Software vs. Hardware firewalls


I’ve already done my post for the day and was listening to episode 56 of Security Now when I’ve heard something that ticked me of. I hear this all the time from various sources (but those are mostly uninformed and not security experts). This won’t be an other Hack the Gibson post, although you can expect more of those shortly.

There are several variations of this misinformation, like: You don’t need a software firewall, if you have a router / hardware firewall, Hardware firewalls are better than software firewalls and so on. The main point is: they have different purposes!

Now to elaborate on this: back in the old days a firewall was (and still is a lot of times) a hardware / software device using which you could filter your traffic using rules like if it comes from port X, allow it, if it comes from the IP X, allow it and so on. This is what the hardware firewalls can do (and probably 99.9% percent of the home routers have this feature integrated). The problem is that it’s rather hard to set up (I would like to know what percent of the home users even know what an IP is), and rather ineffective because these days a very large percent of the traffic flows through port 80 (so if you don’t allow port 80, you basically can’t communicate and if you allowed it, you allowed almost all the traffic – so it becomes an all or nothing decision).

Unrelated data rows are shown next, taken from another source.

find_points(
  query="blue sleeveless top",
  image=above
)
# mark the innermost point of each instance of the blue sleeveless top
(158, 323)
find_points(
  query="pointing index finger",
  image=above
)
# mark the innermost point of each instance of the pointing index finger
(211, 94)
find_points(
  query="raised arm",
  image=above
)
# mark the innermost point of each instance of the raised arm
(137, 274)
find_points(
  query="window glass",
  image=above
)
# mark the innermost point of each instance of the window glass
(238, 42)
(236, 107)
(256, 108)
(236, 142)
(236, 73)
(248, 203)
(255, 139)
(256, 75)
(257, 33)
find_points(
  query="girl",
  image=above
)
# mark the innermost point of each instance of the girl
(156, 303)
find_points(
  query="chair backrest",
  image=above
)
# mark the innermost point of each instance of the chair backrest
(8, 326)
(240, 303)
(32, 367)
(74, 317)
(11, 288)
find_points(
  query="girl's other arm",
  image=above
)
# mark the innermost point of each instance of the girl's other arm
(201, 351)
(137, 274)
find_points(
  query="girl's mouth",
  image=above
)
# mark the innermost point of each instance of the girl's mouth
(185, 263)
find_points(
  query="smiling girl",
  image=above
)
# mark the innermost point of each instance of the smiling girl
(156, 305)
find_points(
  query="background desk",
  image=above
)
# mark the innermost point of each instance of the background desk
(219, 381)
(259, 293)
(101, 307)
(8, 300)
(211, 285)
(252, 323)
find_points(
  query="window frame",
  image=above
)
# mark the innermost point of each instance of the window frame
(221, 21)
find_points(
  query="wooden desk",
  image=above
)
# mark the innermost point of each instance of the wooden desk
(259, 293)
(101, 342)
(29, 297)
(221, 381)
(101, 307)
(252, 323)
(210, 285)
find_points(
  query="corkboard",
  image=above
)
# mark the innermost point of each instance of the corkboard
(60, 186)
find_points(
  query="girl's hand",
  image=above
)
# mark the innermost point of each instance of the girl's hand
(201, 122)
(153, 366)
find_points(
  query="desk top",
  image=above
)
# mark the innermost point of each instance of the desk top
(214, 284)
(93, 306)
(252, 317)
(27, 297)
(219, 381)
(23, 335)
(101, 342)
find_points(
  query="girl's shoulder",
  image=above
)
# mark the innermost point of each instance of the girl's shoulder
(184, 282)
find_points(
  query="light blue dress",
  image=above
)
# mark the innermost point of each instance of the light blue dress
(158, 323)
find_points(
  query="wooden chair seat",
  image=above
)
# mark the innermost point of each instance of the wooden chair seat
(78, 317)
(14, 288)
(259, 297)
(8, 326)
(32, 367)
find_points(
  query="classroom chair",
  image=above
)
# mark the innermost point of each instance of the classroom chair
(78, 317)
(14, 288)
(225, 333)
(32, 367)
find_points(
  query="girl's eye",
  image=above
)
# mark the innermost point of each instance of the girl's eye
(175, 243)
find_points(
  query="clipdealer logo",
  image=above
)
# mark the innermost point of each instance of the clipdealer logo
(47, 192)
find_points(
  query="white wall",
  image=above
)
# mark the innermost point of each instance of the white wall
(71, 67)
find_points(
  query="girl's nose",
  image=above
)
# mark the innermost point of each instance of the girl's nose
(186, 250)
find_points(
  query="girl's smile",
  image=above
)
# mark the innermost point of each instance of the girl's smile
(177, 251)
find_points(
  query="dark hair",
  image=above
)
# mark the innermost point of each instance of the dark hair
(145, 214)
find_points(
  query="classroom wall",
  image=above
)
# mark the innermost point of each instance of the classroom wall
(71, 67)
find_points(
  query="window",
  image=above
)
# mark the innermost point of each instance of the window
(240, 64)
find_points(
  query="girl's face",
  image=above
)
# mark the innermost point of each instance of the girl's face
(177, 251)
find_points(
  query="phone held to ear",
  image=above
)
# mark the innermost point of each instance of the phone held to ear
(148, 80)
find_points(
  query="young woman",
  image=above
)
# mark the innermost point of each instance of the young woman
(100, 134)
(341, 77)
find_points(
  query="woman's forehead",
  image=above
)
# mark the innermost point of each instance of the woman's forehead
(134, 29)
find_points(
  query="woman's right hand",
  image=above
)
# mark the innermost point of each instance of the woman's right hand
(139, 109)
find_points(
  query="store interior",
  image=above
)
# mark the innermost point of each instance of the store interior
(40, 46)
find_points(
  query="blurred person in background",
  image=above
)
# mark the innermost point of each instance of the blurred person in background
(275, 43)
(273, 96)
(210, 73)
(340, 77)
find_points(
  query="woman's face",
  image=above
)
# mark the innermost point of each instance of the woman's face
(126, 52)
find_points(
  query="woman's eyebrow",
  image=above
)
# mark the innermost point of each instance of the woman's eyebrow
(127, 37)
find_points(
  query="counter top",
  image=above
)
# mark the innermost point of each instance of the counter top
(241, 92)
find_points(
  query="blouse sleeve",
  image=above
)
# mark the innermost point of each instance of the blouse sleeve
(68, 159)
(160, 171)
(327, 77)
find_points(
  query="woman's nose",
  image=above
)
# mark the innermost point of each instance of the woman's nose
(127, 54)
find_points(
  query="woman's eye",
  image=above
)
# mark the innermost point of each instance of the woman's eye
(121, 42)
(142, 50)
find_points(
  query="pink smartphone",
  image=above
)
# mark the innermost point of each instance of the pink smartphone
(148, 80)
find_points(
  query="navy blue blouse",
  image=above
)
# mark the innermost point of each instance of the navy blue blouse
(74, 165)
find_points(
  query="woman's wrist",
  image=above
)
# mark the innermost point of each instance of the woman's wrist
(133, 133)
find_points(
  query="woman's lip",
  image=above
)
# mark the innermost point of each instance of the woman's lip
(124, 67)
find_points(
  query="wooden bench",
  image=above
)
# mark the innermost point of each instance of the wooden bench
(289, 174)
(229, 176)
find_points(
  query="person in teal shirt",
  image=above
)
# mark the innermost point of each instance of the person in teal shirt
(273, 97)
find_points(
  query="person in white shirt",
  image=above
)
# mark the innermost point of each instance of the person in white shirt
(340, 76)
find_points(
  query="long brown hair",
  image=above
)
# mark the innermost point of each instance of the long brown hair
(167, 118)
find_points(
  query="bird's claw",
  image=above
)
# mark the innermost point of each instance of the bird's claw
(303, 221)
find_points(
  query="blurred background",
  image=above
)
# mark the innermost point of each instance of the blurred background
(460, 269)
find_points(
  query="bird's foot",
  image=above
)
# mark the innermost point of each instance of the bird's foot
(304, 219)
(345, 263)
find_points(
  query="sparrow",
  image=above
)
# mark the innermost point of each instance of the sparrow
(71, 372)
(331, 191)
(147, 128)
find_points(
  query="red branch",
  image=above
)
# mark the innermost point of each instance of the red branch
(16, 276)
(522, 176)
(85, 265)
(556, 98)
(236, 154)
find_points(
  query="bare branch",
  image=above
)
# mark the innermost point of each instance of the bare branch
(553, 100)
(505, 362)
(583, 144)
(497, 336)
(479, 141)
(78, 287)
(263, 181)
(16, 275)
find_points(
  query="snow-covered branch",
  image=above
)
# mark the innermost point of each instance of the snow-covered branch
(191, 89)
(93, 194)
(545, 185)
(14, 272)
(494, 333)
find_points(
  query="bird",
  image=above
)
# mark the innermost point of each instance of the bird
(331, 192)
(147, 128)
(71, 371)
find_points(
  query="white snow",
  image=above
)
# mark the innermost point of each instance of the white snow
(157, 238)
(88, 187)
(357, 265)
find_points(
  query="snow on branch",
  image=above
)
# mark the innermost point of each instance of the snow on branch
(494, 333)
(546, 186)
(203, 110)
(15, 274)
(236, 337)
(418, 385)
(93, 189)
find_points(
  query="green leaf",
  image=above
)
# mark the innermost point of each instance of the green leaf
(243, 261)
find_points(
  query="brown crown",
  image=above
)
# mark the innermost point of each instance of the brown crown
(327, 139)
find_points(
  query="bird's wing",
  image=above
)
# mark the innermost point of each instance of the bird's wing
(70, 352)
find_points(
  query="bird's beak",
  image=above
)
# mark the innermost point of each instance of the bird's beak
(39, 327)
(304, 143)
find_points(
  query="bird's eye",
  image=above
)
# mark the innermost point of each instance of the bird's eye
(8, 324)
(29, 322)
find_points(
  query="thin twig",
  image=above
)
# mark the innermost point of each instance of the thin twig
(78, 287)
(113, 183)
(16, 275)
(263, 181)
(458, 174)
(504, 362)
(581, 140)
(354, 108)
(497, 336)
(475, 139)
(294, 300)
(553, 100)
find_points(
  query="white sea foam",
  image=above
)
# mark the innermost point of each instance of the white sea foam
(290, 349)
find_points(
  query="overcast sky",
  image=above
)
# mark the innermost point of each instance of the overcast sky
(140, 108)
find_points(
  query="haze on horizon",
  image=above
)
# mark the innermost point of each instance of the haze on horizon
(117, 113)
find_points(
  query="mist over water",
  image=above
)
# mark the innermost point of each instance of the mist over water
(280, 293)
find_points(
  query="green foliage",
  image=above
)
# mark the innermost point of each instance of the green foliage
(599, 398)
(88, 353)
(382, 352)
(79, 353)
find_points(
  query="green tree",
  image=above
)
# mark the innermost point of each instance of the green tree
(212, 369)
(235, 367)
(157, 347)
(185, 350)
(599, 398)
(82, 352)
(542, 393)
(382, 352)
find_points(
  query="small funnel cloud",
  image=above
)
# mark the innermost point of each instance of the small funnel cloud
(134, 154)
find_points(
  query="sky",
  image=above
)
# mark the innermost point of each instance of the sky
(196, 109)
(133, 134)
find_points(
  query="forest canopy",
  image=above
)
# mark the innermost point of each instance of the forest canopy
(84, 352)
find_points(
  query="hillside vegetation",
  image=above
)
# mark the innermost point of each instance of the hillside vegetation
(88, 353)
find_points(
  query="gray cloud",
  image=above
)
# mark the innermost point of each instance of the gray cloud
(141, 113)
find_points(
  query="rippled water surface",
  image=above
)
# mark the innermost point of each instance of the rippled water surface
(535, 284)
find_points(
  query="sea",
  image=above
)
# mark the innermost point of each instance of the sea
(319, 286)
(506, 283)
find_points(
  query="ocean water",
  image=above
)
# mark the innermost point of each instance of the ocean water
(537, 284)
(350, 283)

Software firewalls had the same features at the beginning, however they evolved in what is called “personal firewall software” and now offer a control on a per program basis. What this means basically that you can set different rules for different applications (although this usually is an all-or-nothing decision in most of the personal firewalls to avoid overwhelming the user, but at least it’s on the application level). A major drawback is that because it runs on the same machine were the malware runs (if the machine gets infected), the malware can turn it off, or inject code in other processes so that the firewall thinks that the other program is trying to communicate.

One note about the firewall built in Windows XP and 2003 (as opposed to the one build in to Vista which is rumored to have this feature): it doesn’t contain filtering for outgoing connections (which means connection initiated from your computer) only for incoming connections. This means that it can prevent classic backdoors from working (like SubSeven or BackOrifice), but it won’t catch most of the modern malware which initiates the connection, usually on port 80 (so that your hardware firewall won’t filter it either).

In conclusion my advice would be (from the point of view of the firewalls):

  • Use a router so that you can use file-sharing (I’m referring to the integrated file sharing, not some peer-to-peer program) without complicated configuration on your firewall.
  • I also use a router because I do web development on my machine so it will run Apache / MySQL / PostgreSQL and I sleep better to know that there is no way somebody from the outside can reach those (even if I missconfigure something locally).
  • In addition use a personal firewall so that you can control per program which has access to what on the network.
  • This isn’t directly related to firewalls but: don’t run as admin (watch my blog because I’ll have more posts that should help you avoiding running as admin).